Lawyers often are the subjects of these peremptory challenges. Both prosecutors and defense attorneys know that the lawyer is the only person they have to convince because the rest of the jury will likely side with the lawyer. Both sides do not want one person to have undue influence over the jury because it is such a huge risk.

It is important to note that there valid arguments for why lawyers should not be exempt. It is only fair that everyone participates in jury duty. After all, juries should be a large cross-section of society and once exceptions are made, the jury is not truly an accurate representation of the community. Furthermore, professional and educational based exemptions such as this one will lead to homogenous, not well-educated juries, which is not ideal for most types of cases.

Some lawyers are comfortable with the concept of thinking like a layperson and not using their legal knowledge. They are able to add diversity and a fresh perspective to the jury with their general knowledge. However, by separating their knowledge, these lawyers are doing a great disservice to the justice system. Jurors are required to deliberate to the best of their ability, which they cannot do if they withhold knowledge.

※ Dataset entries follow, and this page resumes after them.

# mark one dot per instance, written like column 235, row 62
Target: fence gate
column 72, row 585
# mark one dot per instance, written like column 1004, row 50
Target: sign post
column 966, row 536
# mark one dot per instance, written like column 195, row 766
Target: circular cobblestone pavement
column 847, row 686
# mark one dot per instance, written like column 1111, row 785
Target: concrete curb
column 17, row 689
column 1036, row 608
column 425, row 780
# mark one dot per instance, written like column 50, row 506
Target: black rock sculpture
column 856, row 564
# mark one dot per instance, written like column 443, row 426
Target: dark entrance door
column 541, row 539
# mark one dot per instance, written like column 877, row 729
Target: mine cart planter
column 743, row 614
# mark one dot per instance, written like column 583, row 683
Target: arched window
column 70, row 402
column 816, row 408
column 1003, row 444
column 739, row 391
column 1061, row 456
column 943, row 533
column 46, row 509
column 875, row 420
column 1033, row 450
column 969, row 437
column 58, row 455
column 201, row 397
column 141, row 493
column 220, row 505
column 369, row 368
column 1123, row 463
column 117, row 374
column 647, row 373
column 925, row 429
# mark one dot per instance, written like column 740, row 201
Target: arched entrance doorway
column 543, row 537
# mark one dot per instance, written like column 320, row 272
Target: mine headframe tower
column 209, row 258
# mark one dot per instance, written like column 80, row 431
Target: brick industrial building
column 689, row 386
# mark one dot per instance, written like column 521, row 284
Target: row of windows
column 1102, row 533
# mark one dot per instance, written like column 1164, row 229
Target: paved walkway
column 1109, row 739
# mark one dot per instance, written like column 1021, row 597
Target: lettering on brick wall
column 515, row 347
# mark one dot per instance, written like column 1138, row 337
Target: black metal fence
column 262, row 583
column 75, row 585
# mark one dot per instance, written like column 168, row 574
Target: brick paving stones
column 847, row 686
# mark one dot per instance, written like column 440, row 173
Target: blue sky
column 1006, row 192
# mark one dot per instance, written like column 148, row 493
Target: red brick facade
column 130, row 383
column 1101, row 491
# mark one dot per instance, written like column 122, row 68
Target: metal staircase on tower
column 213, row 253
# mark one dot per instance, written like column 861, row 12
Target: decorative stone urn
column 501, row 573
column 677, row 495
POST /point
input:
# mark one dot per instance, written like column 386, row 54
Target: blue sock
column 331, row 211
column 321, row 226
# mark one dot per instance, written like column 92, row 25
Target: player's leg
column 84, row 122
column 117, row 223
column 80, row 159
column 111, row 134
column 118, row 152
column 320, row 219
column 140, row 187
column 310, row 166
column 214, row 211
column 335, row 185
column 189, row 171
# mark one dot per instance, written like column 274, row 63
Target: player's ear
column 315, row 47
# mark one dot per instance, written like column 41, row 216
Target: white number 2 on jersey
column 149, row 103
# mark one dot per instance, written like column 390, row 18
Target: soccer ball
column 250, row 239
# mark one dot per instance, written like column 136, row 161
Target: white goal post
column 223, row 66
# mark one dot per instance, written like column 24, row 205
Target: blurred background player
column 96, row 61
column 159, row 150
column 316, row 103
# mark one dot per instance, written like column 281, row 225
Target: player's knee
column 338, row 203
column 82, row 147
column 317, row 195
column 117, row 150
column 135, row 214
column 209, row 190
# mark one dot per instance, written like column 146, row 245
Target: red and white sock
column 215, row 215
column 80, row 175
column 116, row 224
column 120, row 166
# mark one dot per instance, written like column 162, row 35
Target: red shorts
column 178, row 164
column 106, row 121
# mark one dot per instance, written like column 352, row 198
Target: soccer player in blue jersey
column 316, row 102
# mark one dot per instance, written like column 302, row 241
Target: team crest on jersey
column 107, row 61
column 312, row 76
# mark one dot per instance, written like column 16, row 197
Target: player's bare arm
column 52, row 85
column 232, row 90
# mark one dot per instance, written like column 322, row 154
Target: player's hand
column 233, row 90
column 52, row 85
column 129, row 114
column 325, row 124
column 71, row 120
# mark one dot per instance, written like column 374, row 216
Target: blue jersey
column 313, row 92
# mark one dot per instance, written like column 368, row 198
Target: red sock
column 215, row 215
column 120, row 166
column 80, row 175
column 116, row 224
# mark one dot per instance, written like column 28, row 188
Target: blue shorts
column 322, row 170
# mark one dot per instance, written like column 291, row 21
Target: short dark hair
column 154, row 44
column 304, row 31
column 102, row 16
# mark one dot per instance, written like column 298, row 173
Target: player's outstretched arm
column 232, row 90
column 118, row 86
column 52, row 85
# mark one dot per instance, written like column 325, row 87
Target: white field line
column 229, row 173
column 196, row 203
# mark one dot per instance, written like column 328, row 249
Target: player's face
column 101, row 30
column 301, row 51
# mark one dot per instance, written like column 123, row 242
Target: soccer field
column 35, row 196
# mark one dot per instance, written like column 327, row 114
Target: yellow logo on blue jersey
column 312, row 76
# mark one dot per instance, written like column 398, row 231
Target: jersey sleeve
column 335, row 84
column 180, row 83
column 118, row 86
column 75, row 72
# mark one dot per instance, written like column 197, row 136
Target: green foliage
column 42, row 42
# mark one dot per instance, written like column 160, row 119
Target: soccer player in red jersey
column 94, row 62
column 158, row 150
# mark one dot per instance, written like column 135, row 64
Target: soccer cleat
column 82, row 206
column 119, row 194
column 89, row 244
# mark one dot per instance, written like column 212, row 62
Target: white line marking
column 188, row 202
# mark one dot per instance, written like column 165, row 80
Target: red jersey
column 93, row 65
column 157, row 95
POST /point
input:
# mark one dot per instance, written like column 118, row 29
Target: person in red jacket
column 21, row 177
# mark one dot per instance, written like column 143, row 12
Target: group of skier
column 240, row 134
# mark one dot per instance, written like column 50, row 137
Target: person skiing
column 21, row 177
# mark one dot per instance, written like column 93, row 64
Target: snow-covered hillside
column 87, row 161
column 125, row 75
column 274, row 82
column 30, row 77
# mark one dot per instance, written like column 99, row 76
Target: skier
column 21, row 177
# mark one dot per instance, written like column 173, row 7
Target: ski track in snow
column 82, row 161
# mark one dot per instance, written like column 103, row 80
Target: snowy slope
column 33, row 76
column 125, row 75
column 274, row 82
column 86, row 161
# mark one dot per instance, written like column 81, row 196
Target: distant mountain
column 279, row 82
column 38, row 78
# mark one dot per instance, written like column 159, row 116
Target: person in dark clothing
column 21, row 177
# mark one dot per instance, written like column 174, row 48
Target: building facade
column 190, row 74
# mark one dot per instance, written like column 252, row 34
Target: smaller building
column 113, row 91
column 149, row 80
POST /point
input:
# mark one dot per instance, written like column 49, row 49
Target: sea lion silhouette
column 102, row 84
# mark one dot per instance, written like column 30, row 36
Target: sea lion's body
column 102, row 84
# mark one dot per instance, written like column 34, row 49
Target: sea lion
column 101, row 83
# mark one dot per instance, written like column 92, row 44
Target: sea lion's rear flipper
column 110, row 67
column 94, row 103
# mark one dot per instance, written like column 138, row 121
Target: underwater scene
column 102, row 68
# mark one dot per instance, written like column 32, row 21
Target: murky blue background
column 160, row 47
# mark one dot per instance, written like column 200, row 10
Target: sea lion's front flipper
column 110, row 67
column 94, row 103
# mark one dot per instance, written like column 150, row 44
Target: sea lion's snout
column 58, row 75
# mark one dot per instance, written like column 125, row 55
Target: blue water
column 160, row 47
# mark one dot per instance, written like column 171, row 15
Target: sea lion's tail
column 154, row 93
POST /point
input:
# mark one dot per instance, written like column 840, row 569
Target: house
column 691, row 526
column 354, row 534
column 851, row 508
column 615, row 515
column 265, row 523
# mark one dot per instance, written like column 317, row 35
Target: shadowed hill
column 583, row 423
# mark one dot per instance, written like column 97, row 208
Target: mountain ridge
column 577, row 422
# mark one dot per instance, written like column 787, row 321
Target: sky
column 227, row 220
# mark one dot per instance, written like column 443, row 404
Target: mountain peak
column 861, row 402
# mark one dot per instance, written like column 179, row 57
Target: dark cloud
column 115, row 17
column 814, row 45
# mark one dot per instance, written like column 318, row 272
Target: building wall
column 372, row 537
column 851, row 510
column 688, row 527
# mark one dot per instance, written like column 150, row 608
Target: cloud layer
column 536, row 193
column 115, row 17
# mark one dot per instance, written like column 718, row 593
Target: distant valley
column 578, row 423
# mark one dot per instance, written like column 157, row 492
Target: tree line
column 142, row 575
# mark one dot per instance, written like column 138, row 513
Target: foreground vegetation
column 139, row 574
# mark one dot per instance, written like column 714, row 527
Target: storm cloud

If lawyers were allowed to use all of their experiences as a lawyer to help them deliberate, they would not have any ethical qualms. However, they would, in a large percentage of trials, dominate the jury and unfairly control the legal process. That is something that cripples the justice system and cannot be allowed.

For this reason, lawyers should not be allowed to serve on juries. Yes, the jury pool would be less diverse and less representative of the citizenry, but not by a hugely significant amount. The pros definitely outweigh the cons and this contradictory policy should be overturned.